The survey recognises the role of effective policy-making in tackling economic challenges. Inflation was reduced by cutting duties, limiting exports, preventing excess stocks, and rolling back liquidity before the softening of local weather extremities and global commodity prices led to a further decline in inflationary pressures. The advantage that India had of dealing with manageable inflation is attributed to the government not undertaking the substantially big fiscal expansion that advanced economies did to support and stimulate growth during the pandemic. The survey also observes that India’s impressive GDP growth recovery from 2021 onwards, initially stimulated by a surge in exports and subsequently by a strong rebound in private consumption for contact-based services, was an outcome of sound policy action on vaccination. The near-universal vaccination involving the administration of more than 2 billion doses is the single most important reason behind the strong consumption rebound that has also revived the housing sector.

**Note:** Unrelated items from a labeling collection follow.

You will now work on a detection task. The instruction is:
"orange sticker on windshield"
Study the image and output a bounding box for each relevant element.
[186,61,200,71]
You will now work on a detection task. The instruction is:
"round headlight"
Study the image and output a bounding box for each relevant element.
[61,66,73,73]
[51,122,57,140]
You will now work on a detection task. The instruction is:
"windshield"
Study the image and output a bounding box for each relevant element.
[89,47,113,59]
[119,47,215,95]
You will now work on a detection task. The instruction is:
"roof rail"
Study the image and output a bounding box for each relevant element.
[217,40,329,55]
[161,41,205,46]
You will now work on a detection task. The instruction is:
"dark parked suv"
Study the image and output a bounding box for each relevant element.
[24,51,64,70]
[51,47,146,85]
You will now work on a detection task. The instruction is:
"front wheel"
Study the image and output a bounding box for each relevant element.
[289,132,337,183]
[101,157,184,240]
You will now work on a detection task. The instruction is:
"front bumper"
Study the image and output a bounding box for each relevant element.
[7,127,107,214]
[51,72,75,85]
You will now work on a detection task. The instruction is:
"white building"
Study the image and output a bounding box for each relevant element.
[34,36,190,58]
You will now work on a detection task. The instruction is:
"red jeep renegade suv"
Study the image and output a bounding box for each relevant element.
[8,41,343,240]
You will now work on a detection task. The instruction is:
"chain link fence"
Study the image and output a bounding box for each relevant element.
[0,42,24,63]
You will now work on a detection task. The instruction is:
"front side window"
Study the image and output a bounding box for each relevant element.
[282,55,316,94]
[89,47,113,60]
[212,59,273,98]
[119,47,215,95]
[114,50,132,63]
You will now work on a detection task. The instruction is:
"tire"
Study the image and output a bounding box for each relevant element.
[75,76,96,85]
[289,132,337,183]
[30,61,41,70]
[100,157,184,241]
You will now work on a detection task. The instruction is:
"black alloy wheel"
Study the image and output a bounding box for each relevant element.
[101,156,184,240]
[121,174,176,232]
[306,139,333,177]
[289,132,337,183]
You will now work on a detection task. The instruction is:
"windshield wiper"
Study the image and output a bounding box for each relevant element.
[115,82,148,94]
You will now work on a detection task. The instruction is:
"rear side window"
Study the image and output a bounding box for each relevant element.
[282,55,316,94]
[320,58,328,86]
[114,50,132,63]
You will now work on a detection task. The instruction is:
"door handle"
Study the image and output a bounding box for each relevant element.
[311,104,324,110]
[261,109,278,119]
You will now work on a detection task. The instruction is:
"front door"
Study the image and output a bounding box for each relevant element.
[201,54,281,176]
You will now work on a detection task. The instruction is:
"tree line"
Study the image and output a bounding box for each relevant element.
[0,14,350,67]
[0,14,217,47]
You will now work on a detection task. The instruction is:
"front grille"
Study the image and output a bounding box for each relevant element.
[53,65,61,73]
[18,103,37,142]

The survey further recognises the expansionary public sector capex programme with its nascent catalytic effect on private investment as providing substantial stimulus to growth. The survey additionally draws attention to the rising inclusivity of growth as seen in the declining rate of urban unemployment, formalisation of the workforce, financially stronger MSMEs, well-targeted government support, and improvement in rural welfare, ascribing these, in part, to specific interventions by the government.

By linking the depreciation of the rupee to monetary tightening by the Fed, the survey highlights the role played by external factors in determining the value of the Indian currency.

Further, by stating that the rupee has been a relatively better-performing currency, the survey gives a sense that the Indian economy has emerged stronger in the last few years. In so doing, it implicitly gives credence to the gamechanging impact of economic reforms implemented during those years, which have delivered India’s present economic strength — a strength repeatedly reaffirmed whenever FPI inflows quickly return at the slightest indication of Fed contemplating a slowing in rate hikes. If during these challenging times, India can still finance around 10 months of imports, it bespeaks the economic strength such reforms have given the country in the last few years.The survey has projected India’s real GDP to grow at around 6.5% in 2023-24, supported by macroeconomic stability. The projected growth is slightly lower than the current-year level in view of the tepid export performance expected from the anticipated slowing of global output.

Fundamentally, however, the survey attributes the projected growth to a systemic upturn of the investment cycle arising from repaired corporate balance sheets and well-capitalised banks. These essential conditions for growth took their time to mature, after being ushered in by post 2013 economic reforms. They not only embody the projected growth rate but are a close ally to future reforms that are expected to continue navigating the economy successfully through unceasing turbulence.